Farm: 9.7 M events collected, 25.4 M processessed at FNAL, 20 M processed
offsite. p14 reprocessing 524.7 M events to process, 325.4 processed.
The network cables for the new farm and cab nodes are unacceptable.  Talking
to Angstrom

Tape usage
167 TB 9940b,
113.9 TB LTO,
209 TB 9940a

Analysis stations:
                 Data Analyzed  Events Analysed        Data transferred in
D0mino              18  TB          150 M                          -
CAB                 10  TB          325 M                          9 TB
Clued0              0.8 TB           13 M                         0.32 TB
D0Karlsruhe         3.5 TB           45 M                         0.2  TB

D0 also unhappy with Angstrom installation of new worker nodes.

CAB CPU usage shown.  Has been steadily climbing with time.
Data transfer into CAB shown.  data transfer peaked in June-July for
Lepton Photon 03. 90 TB/month.

- Pictures of the week: M81 spiral galaxy, supernova factory galaxy, blue
  galaxy, all in the same piece of the sky.
- Two ITNAs completed.
- Processed all of the imaging data up through Thanksgiving evening.

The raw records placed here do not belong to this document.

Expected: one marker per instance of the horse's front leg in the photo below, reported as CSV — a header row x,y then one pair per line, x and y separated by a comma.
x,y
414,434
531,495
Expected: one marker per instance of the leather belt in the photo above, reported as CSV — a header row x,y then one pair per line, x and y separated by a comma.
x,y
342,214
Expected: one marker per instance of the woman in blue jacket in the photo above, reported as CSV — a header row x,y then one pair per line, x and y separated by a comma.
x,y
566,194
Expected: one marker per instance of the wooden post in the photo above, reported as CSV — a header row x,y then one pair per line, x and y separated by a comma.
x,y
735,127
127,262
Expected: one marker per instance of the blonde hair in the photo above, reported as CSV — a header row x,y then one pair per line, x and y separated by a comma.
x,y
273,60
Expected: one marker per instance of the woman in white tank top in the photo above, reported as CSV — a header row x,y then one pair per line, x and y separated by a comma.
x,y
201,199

- Finished processing on the farm of the Minos calibration detector.
  Ongoing use will be processing the Far Detector data.
- Issue with dcache discussed.
- Possibility of using DCCP instead of ENCP for farms data.
- Problems with CVS repository on Minos1.  check-access script dying.
- Network problems on WH12 for Windows systems using DHCP.

- Networking
 - Maintenance this Thursday. Minute of downtime.
 - DHCP node registration project continuing to make progress.  Hope
   to cutover CD within next week and a half.
- Fiber
  - Upgrades in WH.
  - Minos near end equipment package.
- Storage
 - New microcode to fix the tape problem.
   Successfully read only 1 of 2 problem tapes.
   Took another dump and sent it back to STK.
- Security
 - Service Certificate expires on Thursday.  Replacement available on web page.
 - Couple of events with KDCs.  Failure of power controller.
 - Automation system paged computer security before support team knew about
   the automation system. Discussion of the automatic paging logic.

FInalizing the order for Microsoft software support. Cost has come down as
divs/secs/exps have sharpened their pencils to a fine point. Will be bugging
CD dep't hds about expensive packages -- Visio, Project, FrontPage.

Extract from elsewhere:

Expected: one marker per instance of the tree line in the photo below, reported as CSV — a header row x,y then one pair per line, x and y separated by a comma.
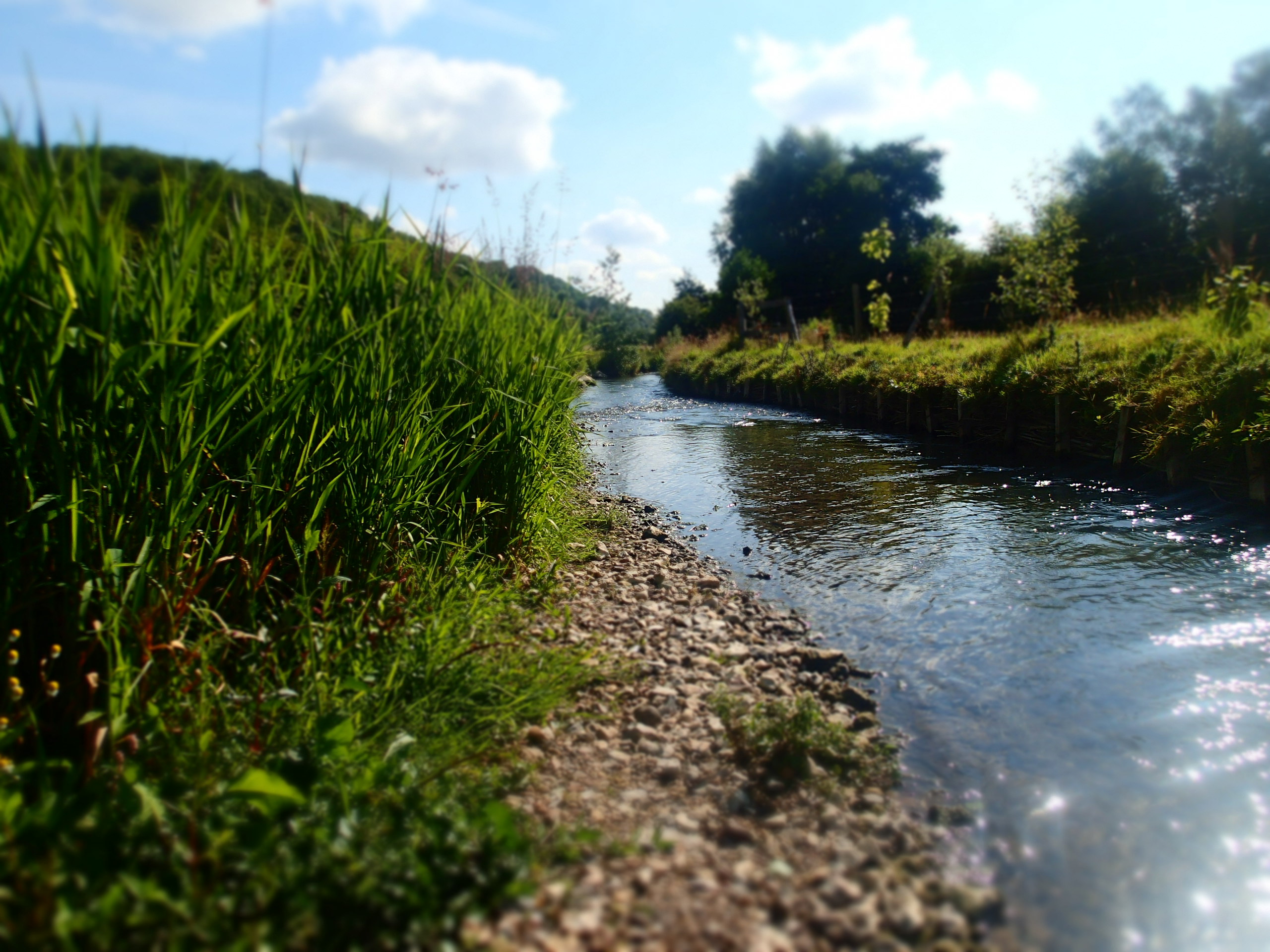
x,y
1166,203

Reminder: briefing for Angstrom post-mortem., Dec. 10.

1.      CSI

No major operational issues.

2.      DSG

the move of the cdfofline development boxes from fcdfora2 to fcdfora1 is
complete, except for reestablishing replication.  sam and datafile catalog
schemas are up and running.

the size of catalog stores of events to the d0ofprd/sam database increased
by 10 fold last week(20 million events in < 24 hours). found out 'test' or
'garbage' data was being stored into the production database, thus, slowing
the store process and filling the archive log area.  cd asks that d0 stop
storing test data into the production database using integration instead,
and alert cd if/when testing needs to be done.

3.      ESS

-Off-site Loan Activity:
 NEW Loans: Bill Finstrom reported, C2054 - Affolder - CMS - UCSB - all
 signed off and waiting for HACK to go to Shipping - Liz has paperwork.

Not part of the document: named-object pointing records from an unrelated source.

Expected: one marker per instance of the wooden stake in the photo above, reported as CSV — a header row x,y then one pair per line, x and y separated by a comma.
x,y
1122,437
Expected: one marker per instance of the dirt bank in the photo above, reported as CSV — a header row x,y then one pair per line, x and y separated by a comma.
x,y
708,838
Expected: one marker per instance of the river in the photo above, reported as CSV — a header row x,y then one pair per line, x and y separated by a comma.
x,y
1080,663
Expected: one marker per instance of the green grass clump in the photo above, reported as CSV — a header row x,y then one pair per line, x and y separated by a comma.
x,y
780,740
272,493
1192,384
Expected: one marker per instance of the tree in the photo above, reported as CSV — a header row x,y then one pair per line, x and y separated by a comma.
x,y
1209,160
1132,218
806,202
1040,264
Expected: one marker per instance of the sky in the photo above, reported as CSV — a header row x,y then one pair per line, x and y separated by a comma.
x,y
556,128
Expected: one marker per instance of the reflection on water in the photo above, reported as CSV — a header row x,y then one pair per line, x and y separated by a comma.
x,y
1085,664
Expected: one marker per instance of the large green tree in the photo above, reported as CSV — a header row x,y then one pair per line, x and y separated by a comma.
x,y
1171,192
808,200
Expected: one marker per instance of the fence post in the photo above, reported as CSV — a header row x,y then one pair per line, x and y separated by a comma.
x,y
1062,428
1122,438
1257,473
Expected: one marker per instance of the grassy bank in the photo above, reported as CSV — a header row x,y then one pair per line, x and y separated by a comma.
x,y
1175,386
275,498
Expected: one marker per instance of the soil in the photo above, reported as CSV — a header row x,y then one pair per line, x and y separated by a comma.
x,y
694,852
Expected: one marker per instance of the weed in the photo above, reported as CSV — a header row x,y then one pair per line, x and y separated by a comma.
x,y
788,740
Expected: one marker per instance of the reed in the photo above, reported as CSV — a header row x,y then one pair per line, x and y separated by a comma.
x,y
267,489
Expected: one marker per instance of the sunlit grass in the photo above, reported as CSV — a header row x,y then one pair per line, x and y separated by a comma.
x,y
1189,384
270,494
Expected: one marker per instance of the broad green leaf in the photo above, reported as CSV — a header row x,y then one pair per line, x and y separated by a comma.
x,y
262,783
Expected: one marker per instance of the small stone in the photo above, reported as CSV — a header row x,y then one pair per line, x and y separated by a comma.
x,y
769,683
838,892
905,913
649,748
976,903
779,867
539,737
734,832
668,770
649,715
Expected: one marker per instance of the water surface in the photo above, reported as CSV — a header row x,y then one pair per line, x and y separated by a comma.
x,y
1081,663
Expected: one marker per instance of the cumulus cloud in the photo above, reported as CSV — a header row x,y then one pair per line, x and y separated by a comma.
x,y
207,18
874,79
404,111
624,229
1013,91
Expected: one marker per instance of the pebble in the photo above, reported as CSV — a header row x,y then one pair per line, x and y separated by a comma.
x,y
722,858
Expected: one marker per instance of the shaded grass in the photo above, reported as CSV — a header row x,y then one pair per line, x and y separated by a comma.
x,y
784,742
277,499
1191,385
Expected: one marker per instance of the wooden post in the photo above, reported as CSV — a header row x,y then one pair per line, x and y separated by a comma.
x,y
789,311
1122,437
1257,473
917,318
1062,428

(I'm including this as a reminder that Logistics Support is available to
assist with off-site loan and shipping needs.)

4.      SCS

* Slow connections to Enstor from GP farms is being investigated. Datacomm
 and Enstor admins are helping. It seems to be software as we have tested
 the hardware and it works ok to various other nodes. We are still

5.      CSG

There were about 100 FNAL Services certificates renewed last week.  This was
the first experience with a high volume of certificates to renew. The process
is not very robust, since each certificate has to be done one at a time.
There are a handful of certificates to renew this morning.  This week Rick
will again request that CDF and D0 clients specify experiment affiliation
in the comments field.

The 4 day holiday weekend 7 Remedy tickets were created.  Five from automation:
     KDC     I-KRB-3         11/28 08:08
     IA      FNCOPS1         11/29 15:42
     KDC     I-KRB-6         11/29 22:35
     CSI     FNALDBC         11/30 00:12
     SCS     CDFFarm1        11/30 01:22

Operator reported items (2):
     SCS     FNCDF86         11/28 17:09
     DCN     NT Domain Srvr  11/28 21:06

- Discussion of certificates.
- Property Audit: concerned about process of wiping the disks when
  excessing equipment, and about possiblity of sensitive data on
  equipment taken offsite.

- No report.

Planning and Customer Support
- Briefing this Wednesday 9 a.m. about Metrics.
- Budget meeting a week from tomorrow.  Dec. 9 at 1 p.m.
- Christmas lunch Dec. 19.

- Status meetings continue.
- Proposed article in Fermilab Today about our contribution to SC2003.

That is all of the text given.